THIS WEEK’S FEATURED BOOKS, “SOPHRONIA L.,” BY TIM BRIDWELL, “HINENI,” BY JOSHUA MENDEL AND “THE KUDZU KID,” BY DARRELL LAURANT, CAN BE FOUND BY SCROLLING DOWN BELOW THIS POST.
UPCOMING ON SNOWFLAKES IN A BLIZZARD, FEB. 23-MARCH 1
This week features a murder mystery, a quirky novel about the Old West and a somewhat unique romance/memoir hybrid.
“HUSTLE HENRY AND THE CUEBALL KID,” BY JACK STRANDBERG.
This one is just for fun, as author Jack Strandberg cheerfully acknowledges. What he’s done is take the cinematic classic “Butch Cassidy and the Sundance Kid” and spin it into a pool-shooting parody.
Jack sets the scene: “Hustle Henry and the Cue-Ball Kid is a Western humor story taking place in the late 1800’s–early 1900’s. Clarence Flannery was luckier than most men his age to discover his life’s ambition, particularly in the unpredictable years just following the Civil War. Born with an unmatched skill to play pool, he left his home in Kansas when he turned twenty-six and traveled throughout the Southwestern United States to make his mark as a legendary pool hustler, with every intention of amassing a fortune in the process.
“Clarence needed help for both support and protection, and recruited James Skinner as his partner, along with nine other highly-skilled pool players to assist him in his quest. Wanting to be included in the same sentence as Attila the Hun and Alexander the Great, Clarence changed his name to Hustle Henry, Skinner became the Cue-Ball Kid, and the eleven men would go down in history as The Hole-in-the-Table-Bunch, known far and wide for hustling wannabe pool sharks out of their life savings.
“All goes to plan and life has a rosy and profitable outlook, but Henry and his men want more than what pool halls and saloons offer, so they decide to challenge the more affluent clientele on a riverboat. Initially, the venture proves profitable, but the millionaire tycoon and owner of the fleet of riverboats, takes exception, and intends to bring down the Bunch and thrust Henry and The Kid into a life of destitution.
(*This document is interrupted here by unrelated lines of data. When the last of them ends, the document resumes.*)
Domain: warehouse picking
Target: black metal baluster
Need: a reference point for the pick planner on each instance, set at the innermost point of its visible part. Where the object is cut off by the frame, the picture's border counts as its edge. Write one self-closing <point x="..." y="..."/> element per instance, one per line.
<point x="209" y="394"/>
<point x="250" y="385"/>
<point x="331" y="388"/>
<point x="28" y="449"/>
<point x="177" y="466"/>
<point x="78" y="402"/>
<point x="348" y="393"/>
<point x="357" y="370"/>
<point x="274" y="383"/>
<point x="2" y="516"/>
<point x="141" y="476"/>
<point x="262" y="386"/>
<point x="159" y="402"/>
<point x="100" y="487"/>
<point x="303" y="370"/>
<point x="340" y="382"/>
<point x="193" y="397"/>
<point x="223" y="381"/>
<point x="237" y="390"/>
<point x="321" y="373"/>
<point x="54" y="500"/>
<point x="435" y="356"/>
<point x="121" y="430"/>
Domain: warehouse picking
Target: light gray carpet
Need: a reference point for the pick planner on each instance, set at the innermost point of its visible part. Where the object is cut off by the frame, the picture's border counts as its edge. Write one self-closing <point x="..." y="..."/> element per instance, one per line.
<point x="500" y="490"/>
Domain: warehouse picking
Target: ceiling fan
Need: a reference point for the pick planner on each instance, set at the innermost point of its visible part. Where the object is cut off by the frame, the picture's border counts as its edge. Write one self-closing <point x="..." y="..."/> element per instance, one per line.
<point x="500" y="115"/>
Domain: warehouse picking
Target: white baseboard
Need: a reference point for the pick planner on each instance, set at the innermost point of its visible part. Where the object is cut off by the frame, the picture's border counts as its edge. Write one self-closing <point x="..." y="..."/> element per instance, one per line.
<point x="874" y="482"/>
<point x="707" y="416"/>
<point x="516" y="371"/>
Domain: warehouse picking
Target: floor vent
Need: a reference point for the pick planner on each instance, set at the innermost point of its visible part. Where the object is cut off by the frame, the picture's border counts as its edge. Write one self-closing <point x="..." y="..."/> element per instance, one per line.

Taking along the Kid’s girlfriend, Penelope Henderson, the Kid and Henry flee to South America – where there will be a final showdown.”
Sound kind of familiar?
“THE GORGE,” BY DAVID ARMAND
Storytellers often depict Louisiana as a spooky and mysterious place, and David Armand plays off that brooding quality in his latest literary thriller. “The Gorge” weaves together the stories of an eccentric cast of dark, frighteningly realistic characters, each under suspicion of murdering a young girl, Amber Varnado, whose body is found hidden in a deep gorge at the opening of the novel. Set in southeast Louisiana in the small town of Franklinton, The Gorge follows the colliding lives of Tuller, the murdered girl’s boyfriend, whose suspicious past and his discovery of Amber’s body make him the prime suspect; John Varnado, Amber’s father, a Vietnam war veteran whose violent flashbacks cause brutal outbursts of rage and paranoia; Grady, a young man dwarfed by rickets who prowls the night to feed his strange desires; and Euwell, a man who lives in an old shack near the gorge and hunts for young girls to satisfy his lusts and quell his inner demons. Armand’s spellbinding story explores the universal themes of desperate love and the pitfalls of false assumptions woven into the tenuous threads of coincidence that connect people in a small town.
“AN UNLIKELY ARRANGEMENT,” BY PATTY WISEMAN
At some point, this Texas-based novelist found herself thinking that her grandmother’s life story sounded like something out of a novel. So she decided to make it into a novel.
“The story,” Patty writes, “is based on the life and times of my paternal grandmother in the 1920’s, set in Detroit, Michigan where it actually took place. The stories were family folk lore throughout my childhood. A colorful figure for her time, she followed her mindset of independence, fighting for what she wanted. What transpires through this struggle is a brush with the Mafia and secrets long kept that come to light and almost destroy her and the family. My mother gave me most of the information as my father had died twenty years before. Through other interviews and research of the actual time and place the story came together beautifully. What we have is a fast paced journey through a young woman’s struggle for freedom, a woman ahead of her time.”